Hundreds marched outside of the Los Angeles Unified School District's headquarters Tuesday, creating a tense atmosphere as the board met for the first time in the new school year. 

This has become an all too familiar scene at local school board meetings as two sides demonstrate against each other. One faction demands parents and activists have more control over school curriculums, while another calls on leaders to support the rights of LGBTQ students. 

"We're here to tell the government we don't want the school teaching our kids ideologies," one speaker said during the protest. "We definitely don't want the schools to hide stuff from parents and that's exactly what's going on in California."\

Parental rights activists like Manuk Gregorian have shown up to school board meetings across Southern California since last spring. 

"My children, my choice, my ways — bottom line," said Gregorian, who is one of the organizers behind "Leave Our Kids Alone," a parental rights group. 

Gregorian and his group have been at multiple protests over the course of the past few months. He said his movement is made of parents who want education about the LGBTQ community limited. 

"It should be up to me to explain to my children how two daddies work, how two mommies work," said Gregorian.

When asked if his children meet kids in school with two mommies or two daddies, Gregorian responded by saying "that's different."

"If that happens, if you see it in the street, that's different," he said. 

The group spreads its message through its Instagram account. There, Leave Our Kids Alone claims to stand against the government's "attempts to indoctrinate kids and separate them from families.

Inside Tuesday's meeting, LA's school board president called their message "hateful rhetoric."
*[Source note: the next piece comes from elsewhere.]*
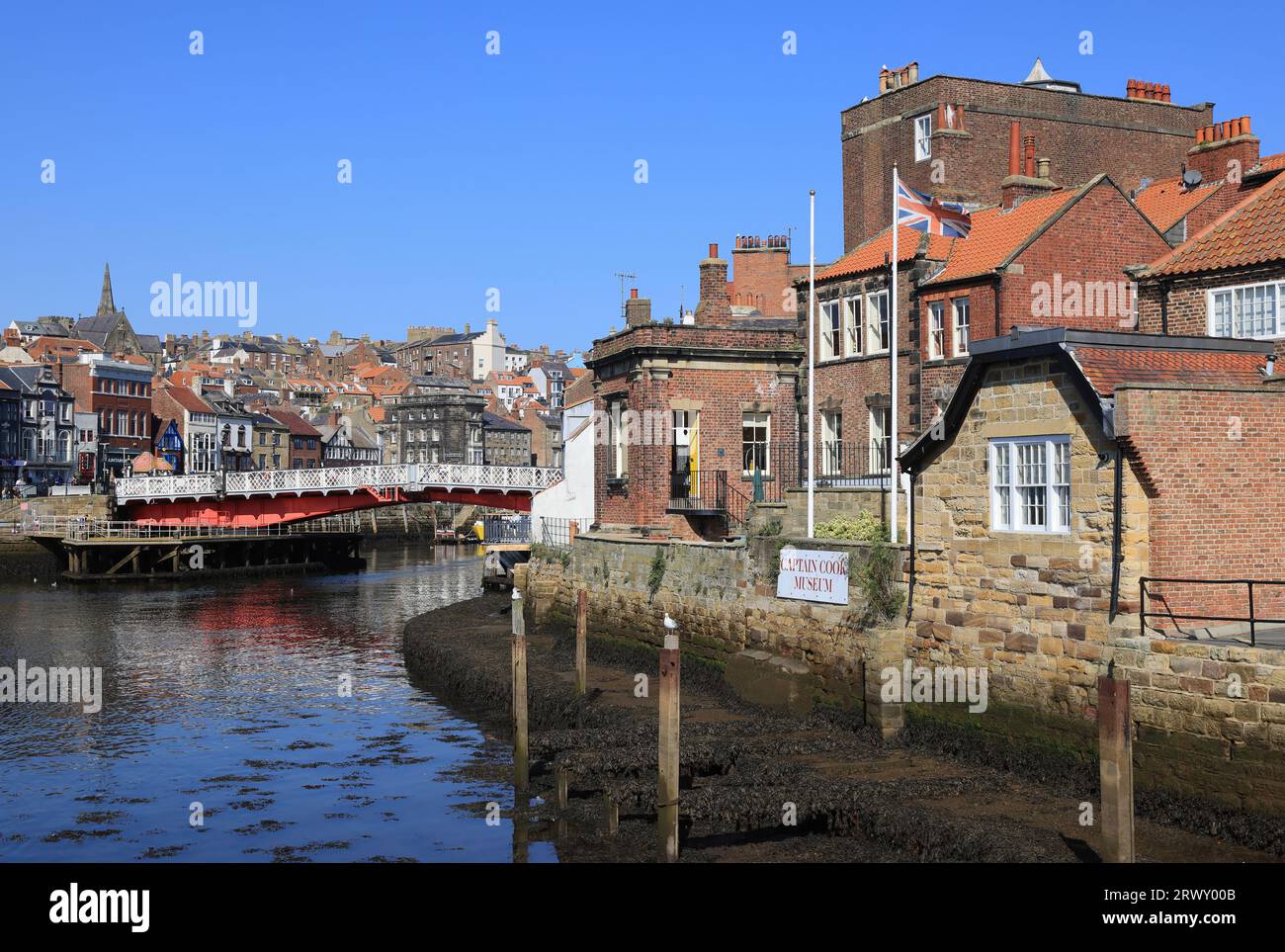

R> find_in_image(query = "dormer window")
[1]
[915,113,933,162]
"We don't have the luxury of just rolling our eyes about these people," said board president Jackie Goldberg. "This is sustained, hateful rhetoric... Ours is a district that includes and values all children, no matter ethnicity, immigration status, gender identity, socioeconomic status, racial or ethnic background or the neighborhood they live in."

LAUSD and other districts have claimed that they are simply acknowledging the existence of LGBTQ people and that there is not a sexual component to the curriculum. District leaders said they are simply being inclusive. 

"Here haters will never win. Not in L.A. Unified," said Goldberg. 

At times, demonstrations, where Leave Our Kids Alone are present, have led to violent clashes with counter-protesters. In the protest outside of LAUSD headquarters, the Los Angeles Police Department dispatched some officers to keep the two groups, the other being "By Any Means Necessary," apart. By Any Means Necessary is a coalition aimed at defending "affirmative action, integration and immigrant rights and fight for equality."

"During the protest, at 3rd Street and Beaudry Avenue, the LAPD personnel formed two protective skirmish lines to protect both groups from acts of violence and to ensure their 1st Amendment Right," the department said in a statement. 

LAPD said they tried to create distance between the two sides because of the previously violent interactions between the two sides but said BAMN refused to move. As a result of a series of confrontations between the police and BAMN, officers ordered both sides to leave, according to LAPD. 

Three people, two from BAMN and one from Leave Our Kids Alone were arrested for defying the order.